A seguito del ban USA, Huawei sta passando al vaglio tutte le alternative possibili, a partire dai nomi noti del settore quali Samsung e MediaTek. Con la prima sembra saltato tutto, mentre MediaTek si sta rivelando una fida alleata in un momento in cui i SoC Kirin sono relegati perlopiù alla fascia alta. Fra le alternative in valutazione ci sono anche aziende minori: in primis SMIC, a cui è stata affidata la produzione del Kirin 710A a bordo di Honor Play 4T.
L’altra è UNISOC, precedentemente conosciuta come Spreadtrum, azienda che potrebbe rivelarsi per certi versi un ostacolo. Dalla Cina viene segnalato che starebbe cercando di rubare i talenti di HiSilicon, approfittando di questo momento di difficoltà per la divisione hardware di Huawei. A causa del ban USA potrebbe esserci una vera e propria fuga di cervelli: lo testimonia il passaggio di dipendenti da HiSilicon ad UNISOC avvenuto nel gruppo Hsinghua Unigroup.

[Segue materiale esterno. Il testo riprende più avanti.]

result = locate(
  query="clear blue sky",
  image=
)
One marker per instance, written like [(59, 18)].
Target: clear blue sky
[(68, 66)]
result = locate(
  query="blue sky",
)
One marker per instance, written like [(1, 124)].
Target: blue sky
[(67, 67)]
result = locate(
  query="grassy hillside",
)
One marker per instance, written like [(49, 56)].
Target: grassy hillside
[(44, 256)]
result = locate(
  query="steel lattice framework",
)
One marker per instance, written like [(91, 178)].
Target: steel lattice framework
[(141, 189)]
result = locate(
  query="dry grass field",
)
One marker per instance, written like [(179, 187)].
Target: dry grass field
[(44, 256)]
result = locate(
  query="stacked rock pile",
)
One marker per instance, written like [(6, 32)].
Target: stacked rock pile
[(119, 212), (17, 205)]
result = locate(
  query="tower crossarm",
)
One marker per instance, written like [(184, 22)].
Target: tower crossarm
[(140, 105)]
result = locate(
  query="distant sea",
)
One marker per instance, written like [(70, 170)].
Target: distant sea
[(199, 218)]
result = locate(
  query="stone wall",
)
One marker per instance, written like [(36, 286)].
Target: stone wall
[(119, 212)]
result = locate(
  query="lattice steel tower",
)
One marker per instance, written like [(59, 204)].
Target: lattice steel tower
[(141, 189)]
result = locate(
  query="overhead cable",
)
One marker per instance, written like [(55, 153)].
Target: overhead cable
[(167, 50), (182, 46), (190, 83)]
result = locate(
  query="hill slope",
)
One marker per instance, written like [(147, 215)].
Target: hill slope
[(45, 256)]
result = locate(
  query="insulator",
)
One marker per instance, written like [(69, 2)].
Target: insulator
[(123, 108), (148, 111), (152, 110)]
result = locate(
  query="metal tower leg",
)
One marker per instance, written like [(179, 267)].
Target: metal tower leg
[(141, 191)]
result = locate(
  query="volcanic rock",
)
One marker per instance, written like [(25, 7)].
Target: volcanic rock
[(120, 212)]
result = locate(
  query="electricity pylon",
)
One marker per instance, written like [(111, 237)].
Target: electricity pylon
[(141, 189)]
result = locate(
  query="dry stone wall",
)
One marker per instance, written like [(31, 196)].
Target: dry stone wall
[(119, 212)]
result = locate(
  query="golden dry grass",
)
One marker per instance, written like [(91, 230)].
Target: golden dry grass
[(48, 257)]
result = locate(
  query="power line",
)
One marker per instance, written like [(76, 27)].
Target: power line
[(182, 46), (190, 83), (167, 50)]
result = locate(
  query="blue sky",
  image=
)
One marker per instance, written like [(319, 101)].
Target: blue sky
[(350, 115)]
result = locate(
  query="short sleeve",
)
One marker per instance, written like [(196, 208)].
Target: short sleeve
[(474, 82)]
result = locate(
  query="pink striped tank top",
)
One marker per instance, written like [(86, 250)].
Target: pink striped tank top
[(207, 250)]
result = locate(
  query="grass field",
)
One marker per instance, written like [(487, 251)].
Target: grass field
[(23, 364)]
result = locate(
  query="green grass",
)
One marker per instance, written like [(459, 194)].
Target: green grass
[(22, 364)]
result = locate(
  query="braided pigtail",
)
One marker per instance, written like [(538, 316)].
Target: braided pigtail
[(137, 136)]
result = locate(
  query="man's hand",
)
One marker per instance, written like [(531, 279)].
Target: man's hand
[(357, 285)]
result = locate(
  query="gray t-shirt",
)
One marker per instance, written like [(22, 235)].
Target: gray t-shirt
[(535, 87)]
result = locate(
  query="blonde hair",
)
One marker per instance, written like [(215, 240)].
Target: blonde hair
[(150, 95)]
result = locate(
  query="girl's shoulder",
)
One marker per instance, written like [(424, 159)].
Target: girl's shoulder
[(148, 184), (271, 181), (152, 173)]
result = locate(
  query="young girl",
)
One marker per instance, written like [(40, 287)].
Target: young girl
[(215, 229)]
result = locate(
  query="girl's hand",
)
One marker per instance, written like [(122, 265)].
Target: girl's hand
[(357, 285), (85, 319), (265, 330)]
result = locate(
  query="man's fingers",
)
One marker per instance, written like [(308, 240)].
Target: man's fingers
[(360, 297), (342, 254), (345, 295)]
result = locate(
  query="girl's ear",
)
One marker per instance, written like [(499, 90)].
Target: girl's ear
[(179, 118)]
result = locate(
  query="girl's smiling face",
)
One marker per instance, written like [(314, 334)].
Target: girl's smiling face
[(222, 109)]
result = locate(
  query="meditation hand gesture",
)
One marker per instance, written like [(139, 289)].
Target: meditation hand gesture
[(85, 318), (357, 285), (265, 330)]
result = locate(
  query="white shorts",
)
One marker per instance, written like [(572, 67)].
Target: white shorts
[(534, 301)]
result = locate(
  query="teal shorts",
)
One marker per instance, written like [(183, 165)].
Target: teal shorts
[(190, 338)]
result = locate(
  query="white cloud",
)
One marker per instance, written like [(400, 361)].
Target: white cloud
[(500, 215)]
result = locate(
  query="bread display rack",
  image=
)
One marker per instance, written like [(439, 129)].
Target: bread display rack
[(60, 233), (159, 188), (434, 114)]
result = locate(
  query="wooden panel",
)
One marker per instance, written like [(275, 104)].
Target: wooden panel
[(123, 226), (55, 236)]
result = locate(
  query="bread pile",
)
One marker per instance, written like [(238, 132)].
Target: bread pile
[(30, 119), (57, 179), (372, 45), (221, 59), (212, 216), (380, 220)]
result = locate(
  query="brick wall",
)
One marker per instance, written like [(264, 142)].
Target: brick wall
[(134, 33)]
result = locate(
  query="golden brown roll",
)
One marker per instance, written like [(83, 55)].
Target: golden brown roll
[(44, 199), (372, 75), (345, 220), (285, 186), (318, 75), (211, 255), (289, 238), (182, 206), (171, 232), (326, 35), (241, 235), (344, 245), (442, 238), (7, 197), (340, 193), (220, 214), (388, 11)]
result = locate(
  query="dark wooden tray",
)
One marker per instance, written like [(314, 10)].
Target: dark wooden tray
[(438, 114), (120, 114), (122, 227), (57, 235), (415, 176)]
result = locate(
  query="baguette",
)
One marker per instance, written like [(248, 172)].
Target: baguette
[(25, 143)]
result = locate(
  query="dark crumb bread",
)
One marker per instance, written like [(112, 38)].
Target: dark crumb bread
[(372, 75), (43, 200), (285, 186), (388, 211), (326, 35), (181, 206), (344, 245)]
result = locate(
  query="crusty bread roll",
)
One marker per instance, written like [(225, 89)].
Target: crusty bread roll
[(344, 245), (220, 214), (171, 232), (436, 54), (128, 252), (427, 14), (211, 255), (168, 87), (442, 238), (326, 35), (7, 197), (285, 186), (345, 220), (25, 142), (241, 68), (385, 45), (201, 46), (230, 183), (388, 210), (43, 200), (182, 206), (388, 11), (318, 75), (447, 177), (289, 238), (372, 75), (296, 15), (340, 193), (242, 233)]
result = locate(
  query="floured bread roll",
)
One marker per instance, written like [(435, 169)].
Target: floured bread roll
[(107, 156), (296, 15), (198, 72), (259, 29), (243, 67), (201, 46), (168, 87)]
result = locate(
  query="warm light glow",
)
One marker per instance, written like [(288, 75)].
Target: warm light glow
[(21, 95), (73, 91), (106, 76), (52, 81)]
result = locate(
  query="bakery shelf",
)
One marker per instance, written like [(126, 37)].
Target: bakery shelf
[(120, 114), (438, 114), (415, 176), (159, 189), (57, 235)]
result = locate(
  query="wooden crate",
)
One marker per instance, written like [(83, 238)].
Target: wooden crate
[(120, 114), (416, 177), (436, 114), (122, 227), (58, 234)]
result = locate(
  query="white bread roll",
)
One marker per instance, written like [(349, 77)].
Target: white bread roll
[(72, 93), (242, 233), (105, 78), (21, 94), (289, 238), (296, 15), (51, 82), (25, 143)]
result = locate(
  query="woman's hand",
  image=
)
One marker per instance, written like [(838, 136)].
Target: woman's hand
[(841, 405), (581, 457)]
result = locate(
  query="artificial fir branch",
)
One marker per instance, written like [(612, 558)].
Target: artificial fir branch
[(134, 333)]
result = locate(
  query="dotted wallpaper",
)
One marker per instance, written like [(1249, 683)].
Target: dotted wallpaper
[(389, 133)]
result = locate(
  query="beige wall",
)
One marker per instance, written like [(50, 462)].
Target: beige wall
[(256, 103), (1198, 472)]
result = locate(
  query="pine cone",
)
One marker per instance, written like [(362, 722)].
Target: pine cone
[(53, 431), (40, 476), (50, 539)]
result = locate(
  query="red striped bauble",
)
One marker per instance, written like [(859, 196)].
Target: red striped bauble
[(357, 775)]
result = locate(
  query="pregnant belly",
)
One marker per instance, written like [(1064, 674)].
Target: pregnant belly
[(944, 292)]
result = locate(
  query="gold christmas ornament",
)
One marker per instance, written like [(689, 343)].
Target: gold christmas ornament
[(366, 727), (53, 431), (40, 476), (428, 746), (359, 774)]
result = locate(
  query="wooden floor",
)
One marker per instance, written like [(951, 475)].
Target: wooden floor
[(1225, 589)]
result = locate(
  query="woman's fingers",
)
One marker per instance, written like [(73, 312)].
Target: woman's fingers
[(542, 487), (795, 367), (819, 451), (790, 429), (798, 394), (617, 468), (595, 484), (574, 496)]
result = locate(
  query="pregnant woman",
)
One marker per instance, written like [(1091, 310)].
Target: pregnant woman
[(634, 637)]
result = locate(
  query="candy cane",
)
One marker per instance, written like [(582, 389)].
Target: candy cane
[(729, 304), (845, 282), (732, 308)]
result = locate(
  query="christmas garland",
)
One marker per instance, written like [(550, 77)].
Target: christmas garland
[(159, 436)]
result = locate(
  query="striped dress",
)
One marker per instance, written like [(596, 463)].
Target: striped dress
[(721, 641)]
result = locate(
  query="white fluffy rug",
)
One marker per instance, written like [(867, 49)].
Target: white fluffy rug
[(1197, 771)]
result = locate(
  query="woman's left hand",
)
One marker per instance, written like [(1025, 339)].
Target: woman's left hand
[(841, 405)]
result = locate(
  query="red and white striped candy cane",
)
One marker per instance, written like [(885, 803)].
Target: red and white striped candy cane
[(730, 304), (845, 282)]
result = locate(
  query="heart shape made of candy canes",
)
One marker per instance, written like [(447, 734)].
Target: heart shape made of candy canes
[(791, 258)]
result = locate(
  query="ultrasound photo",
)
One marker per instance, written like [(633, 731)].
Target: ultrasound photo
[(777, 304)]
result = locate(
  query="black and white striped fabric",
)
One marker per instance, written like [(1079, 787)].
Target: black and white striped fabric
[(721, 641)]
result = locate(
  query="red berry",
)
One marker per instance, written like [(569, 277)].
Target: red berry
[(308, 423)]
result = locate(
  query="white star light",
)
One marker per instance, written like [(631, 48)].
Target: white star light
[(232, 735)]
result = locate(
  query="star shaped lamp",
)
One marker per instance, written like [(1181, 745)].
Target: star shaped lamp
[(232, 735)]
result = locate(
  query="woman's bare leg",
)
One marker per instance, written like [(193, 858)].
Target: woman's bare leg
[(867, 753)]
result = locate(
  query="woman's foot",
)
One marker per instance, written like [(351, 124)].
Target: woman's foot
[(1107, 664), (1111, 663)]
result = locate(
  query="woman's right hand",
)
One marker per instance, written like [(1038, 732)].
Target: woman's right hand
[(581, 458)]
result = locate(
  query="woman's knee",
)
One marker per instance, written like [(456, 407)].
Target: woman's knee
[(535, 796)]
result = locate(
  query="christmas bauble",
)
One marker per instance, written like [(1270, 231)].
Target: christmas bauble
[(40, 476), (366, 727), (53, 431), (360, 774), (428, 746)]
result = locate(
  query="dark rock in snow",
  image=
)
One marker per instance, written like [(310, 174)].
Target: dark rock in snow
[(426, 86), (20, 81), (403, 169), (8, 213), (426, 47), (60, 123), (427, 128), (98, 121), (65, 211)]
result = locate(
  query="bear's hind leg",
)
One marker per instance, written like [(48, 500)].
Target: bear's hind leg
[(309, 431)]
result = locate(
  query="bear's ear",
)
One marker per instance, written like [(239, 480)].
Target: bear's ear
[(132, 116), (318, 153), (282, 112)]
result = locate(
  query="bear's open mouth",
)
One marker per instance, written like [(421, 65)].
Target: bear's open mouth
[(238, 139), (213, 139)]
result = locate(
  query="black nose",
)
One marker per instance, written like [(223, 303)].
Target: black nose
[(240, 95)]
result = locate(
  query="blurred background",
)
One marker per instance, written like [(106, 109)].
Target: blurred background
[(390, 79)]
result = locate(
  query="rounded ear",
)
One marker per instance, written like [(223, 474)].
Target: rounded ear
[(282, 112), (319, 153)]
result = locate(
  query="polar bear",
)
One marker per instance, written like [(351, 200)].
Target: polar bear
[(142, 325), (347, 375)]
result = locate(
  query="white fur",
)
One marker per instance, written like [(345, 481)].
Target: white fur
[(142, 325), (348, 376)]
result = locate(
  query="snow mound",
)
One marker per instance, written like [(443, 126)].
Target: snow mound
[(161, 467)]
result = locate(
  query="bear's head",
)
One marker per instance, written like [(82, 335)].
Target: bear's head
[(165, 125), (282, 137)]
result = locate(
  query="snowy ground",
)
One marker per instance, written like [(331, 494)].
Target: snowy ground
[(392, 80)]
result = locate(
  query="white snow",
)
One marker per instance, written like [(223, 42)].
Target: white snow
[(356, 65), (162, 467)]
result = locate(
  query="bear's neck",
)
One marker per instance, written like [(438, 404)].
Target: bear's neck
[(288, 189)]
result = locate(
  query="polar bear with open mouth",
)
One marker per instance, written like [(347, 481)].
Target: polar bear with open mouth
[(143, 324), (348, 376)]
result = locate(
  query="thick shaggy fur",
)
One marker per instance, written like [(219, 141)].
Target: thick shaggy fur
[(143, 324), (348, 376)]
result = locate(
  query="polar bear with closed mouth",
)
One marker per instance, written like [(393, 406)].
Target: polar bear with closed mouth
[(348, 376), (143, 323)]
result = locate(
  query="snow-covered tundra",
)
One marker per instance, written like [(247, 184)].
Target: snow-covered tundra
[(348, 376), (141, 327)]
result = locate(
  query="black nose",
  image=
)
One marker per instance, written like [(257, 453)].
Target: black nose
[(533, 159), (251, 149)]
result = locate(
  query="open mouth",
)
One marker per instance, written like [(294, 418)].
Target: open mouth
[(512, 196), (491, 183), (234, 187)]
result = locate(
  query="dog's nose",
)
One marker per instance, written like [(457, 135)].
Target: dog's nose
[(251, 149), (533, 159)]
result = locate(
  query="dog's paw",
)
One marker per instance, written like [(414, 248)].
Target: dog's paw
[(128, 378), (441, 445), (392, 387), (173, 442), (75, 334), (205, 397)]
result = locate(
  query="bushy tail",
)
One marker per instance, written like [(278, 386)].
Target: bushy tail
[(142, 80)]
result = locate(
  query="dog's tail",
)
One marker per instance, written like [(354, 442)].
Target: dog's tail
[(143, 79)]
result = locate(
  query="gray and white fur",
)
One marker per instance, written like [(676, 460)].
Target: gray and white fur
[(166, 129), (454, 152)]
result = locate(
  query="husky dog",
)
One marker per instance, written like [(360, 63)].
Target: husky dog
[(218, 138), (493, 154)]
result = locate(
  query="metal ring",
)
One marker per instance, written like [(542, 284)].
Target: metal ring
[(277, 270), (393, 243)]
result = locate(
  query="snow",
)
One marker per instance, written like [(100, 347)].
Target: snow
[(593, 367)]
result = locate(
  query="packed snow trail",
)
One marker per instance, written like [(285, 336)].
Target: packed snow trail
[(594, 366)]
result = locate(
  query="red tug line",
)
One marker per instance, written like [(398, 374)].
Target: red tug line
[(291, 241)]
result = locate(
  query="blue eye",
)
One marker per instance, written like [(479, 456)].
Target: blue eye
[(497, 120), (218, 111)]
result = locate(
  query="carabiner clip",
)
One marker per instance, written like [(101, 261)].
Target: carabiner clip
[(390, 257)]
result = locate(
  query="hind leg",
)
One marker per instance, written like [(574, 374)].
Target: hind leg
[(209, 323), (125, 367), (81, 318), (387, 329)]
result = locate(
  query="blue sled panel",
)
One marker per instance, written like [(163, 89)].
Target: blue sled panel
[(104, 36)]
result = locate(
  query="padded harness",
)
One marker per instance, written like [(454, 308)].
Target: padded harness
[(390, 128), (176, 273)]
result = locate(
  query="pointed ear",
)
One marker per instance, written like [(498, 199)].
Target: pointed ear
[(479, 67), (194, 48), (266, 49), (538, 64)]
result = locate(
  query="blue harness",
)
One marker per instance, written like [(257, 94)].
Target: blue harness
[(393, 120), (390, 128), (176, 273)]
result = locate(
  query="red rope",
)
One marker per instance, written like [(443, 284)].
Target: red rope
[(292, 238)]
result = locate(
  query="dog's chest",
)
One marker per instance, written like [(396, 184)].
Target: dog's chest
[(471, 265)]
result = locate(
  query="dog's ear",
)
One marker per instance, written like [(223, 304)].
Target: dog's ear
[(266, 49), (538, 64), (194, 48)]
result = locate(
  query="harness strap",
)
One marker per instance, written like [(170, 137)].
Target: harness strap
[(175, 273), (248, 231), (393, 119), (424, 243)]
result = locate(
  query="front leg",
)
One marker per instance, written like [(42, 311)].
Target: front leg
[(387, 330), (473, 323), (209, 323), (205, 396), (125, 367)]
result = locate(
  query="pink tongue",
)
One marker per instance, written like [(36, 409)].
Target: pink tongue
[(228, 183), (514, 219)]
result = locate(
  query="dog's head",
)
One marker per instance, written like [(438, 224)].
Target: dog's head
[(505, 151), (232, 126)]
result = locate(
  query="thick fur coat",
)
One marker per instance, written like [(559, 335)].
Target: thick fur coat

Ma non solo: anche OPPO e Xiaomi starebbero cercando di cogliere la palla al balzo. Specialmente la prima che ha annunciato ufficialmente di essere al lavoro su un chipset proprietario.
In questi mesi la situazione in casa Huawei si è ulteriormente aggravata, rendendo quasi impossibile il business hardware. Non potendo commerciare con TSMC e forse nemmeno con MediaTek, l’azienda sta seriamente valutando di prodursi i chipset in casa senza l’ausilio di tecnologie americana. Nonostante ci sia la buona volontà, i dipendenti hanno davanti a sé un orizzonte piuttosto grigio. L’arretratezza delle tecnologie in ballo li farebbe propendere per lasciare l’azienda per trovare il proprio futuro altrove.
Nel mentre chipmaker come TSMC, Qualcomm e MediaTek stanno lavorando ai SoC del futuro a 5 nm, in casa Huawei si tornerebbe nel passato, dato che si parla di una prima fase “anacronistica” a 45 nm. Secondo i report di DigiTimes, infatti, le sanzioni statunitensi starebbero spingendo molti ingegneri HiSilicon a lasciare il team di progettazione Huawei in quel di Taiwan.